Onshore and offshore capital is plentiful with growing interest in Australian healthcare emerging from Korea and Japan as well as local superannuation funds as they seek to allocate surplus capital which may see asset price rise due to buying competition.
Residential Aged Care & Retirement Villages
A consumer driven, market based system where price, providers and care type is determined by the consumer is the Governments intent which inturn is forcing operators to adapt their accommodation and care service models. The importance of a clear market positioning strategy is therefore rising and the role of allied health and broadening of service provision (possibly via partnership) across the continuum of care is highly topical. As a result M&A activity is likely to increase with the probability of a mega merger also increasing.

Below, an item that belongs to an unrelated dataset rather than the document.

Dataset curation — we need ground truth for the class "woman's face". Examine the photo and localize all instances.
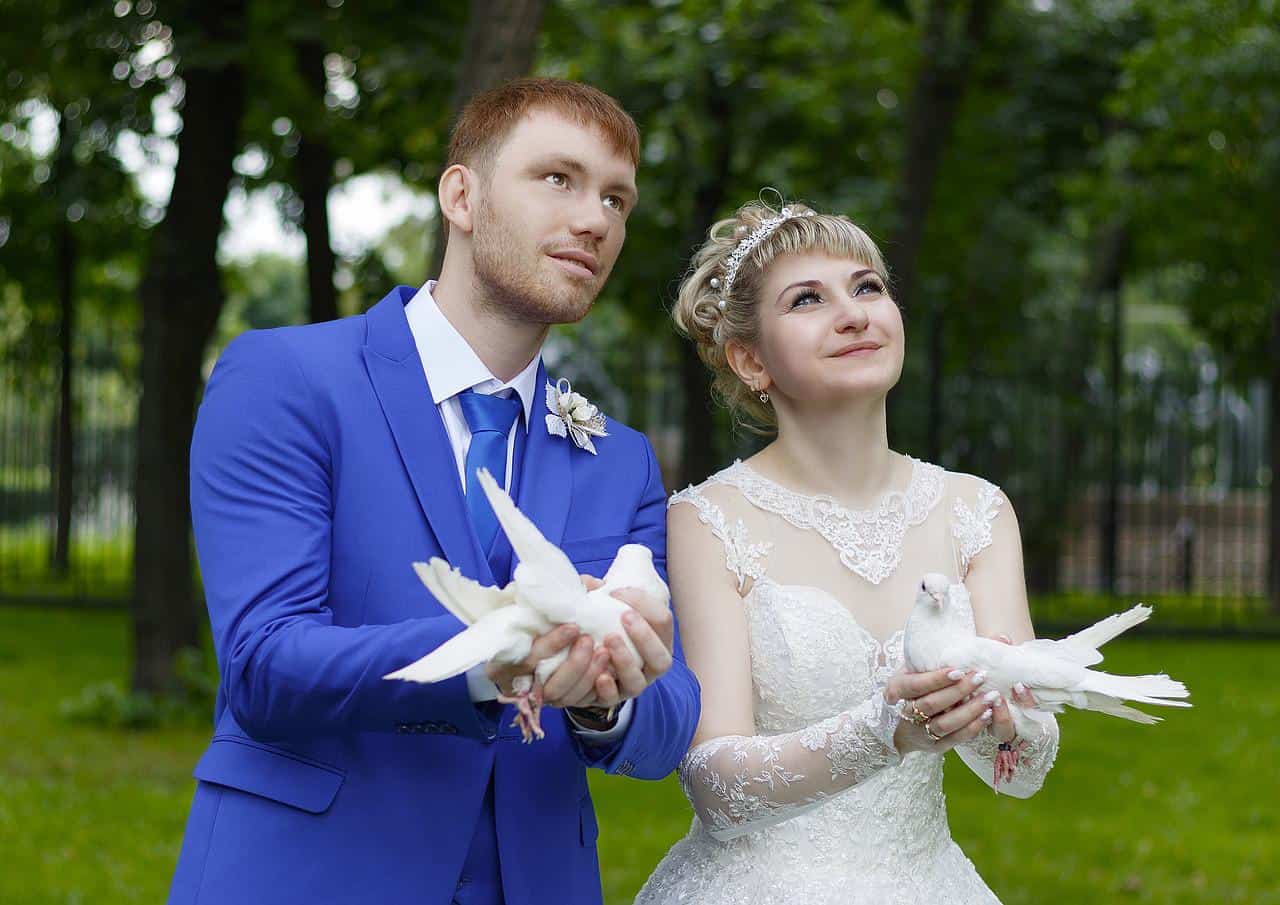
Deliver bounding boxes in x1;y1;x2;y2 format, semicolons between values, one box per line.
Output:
754;253;905;406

Due to the deregulation of the home care environment and the changes in Residential Aged Care, vertical ‘apartment style’ village integrations are anticipated to increase as the rising volume of baby boomer retirees prefer to remain in urban settings – especially where higher levels of care can now accessed before the requirements of 24/7 care set in. Looking forward, should a suitable site come available we expect that bidders will be aggressive, potentially repricing the market.
Manufactured Housing Estates (MHEs)
With a financial structure less complex than retirement villages, this industry is ripe for growth. It is more likely that co-location of services within MHEs will develop overtime as whilst a lower cost option, necessity of care will persist.
Security of income and the potential to add valued through additional development and management efficiencies will continue to facilitate investor interest locally and offshore.